December 28 After attending to various odds and ends in the morning, we went for a look around the area. Wound up at the Lyndhurst estate, walking through the newly fallen snow. Beautiful scenery there, as well as on the Hudson which we stopped by. Also cold. Quite. Cold. Had a quick dinner before rushing down to the city for a theatrical production of Kafka's "The Trial." Half an hour before the play started the theater was already mostly full. By the time it did start, a number of folks were sitting in the aisles. It proved to be well worth it (and not just because there was a pretty girl sitting one row in front of us). Joseph K's predicament proved sufficiently absurd that despite its tragedy one person even laughed during the performance. Overall an amazing, and somewhat exhausting performance, even for the audience.

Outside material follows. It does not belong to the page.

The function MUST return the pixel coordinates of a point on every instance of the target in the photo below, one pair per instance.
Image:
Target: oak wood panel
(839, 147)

December 29 Did not get up until rather late. Relaxed for most of the morning, reading, playing flute, arguing unpersuasively with my Arabic textbook. For the evening, we drove down to the city and met some old friends and relatives at a Turkish restaurant. Had a rather pleasant dinner, though we almost missed our concert afterwards on account of difficulty settling the bills. The concert was at Symphony Space featuring Mr. Peter Schickele, musicologist at the University of Southern North Dakota. He arrived late, of course, in a wheelchair, launched onto the stage by a nurse (all part of the show). Good fun for all, especially the 'pidgin-German' folk songs that he performed after initial introductions.

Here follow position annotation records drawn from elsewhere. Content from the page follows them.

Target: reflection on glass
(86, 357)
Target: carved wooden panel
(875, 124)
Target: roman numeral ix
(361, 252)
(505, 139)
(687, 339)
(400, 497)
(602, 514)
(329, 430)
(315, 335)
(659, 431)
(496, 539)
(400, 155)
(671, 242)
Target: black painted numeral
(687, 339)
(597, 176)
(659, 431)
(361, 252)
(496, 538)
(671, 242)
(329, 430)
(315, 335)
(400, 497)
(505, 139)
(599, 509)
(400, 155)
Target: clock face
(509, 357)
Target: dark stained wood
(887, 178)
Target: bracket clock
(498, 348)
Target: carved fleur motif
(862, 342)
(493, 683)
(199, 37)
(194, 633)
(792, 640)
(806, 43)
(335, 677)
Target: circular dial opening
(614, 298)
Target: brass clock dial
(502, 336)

December 30 In the interest of making the most of my last full in day in NY, had a haircut, visited the Metropolitan Museum of Art, saw relatives, and went to a concert at Avery Fisher Hall. The haircut left me lighter and colder, while the Met gave an interesting portrayal of Chinese art from 200-700AD. Their horse sculptures in particularly look quite contemporary. I discovered just how painful parallel parking can be if it is done wrong. The concert, which we walked down to (20 blocks) was completely full. Not a single empty seat that I could see. The New York Philharmonic did Rachmaninov's "Isle of the Dead", Prokofiev's "Piano Concerto No. 3" and Mussorgsky's "Pictures at an Exhibition." The last was particularly remarkable, since it was not the usual Ravel orchestration, but one by Gorchakov. I've never heard trombones and tubas so loud as in the opening of "Bydlo."

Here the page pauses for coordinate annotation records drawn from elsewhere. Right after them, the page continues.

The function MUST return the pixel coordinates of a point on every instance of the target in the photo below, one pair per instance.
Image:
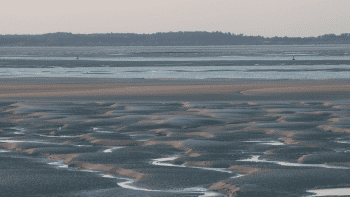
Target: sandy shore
(162, 137)
(177, 89)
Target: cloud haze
(250, 17)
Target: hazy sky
(250, 17)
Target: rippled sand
(88, 137)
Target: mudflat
(168, 89)
(173, 137)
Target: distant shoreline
(196, 38)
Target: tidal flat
(110, 137)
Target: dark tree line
(162, 39)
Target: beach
(173, 137)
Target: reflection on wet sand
(180, 147)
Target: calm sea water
(192, 62)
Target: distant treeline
(162, 39)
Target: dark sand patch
(224, 188)
(333, 129)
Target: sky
(269, 18)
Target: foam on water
(331, 192)
(111, 149)
(273, 143)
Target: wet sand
(152, 137)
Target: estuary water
(185, 144)
(192, 62)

December 31 Flying is so much fun. Well, sometimes. Repacking's pretty easy when you didn't bring much. Left with my grandparents for the airport around 1:30, got there around 2:15. Amazingly little traffic, especially for New York City. Was somewhat nonplussed after realizing I didn't know which terminal to go to (American Arilines has 2). Got sent to the international terminal, which turned out to be correct, even though Dallas is still (I believe) inside the U.S. Flight was slightly delayed, so I had a nice chat with the women sitting in the aisle seat of the row. Surprised to discover our flight wasn't even full. Landed in Dallas around 8, having read most of "Chain Reaction" (by Thomas and Mary Edsall), an interesting work describing the factors contributing to the rise of conservatism in America. From Dallas to San Francisco read Fouad Ajami's "The Arab Predicament." While rather pessimistic for my tastes, it does give a good picture of post-1967 Arab societies and the problems they face(d). Landed at SFO around 10PM local time. True to form, it rained all the way home. Had dinner immediately after 2005's arrival. Slept very well.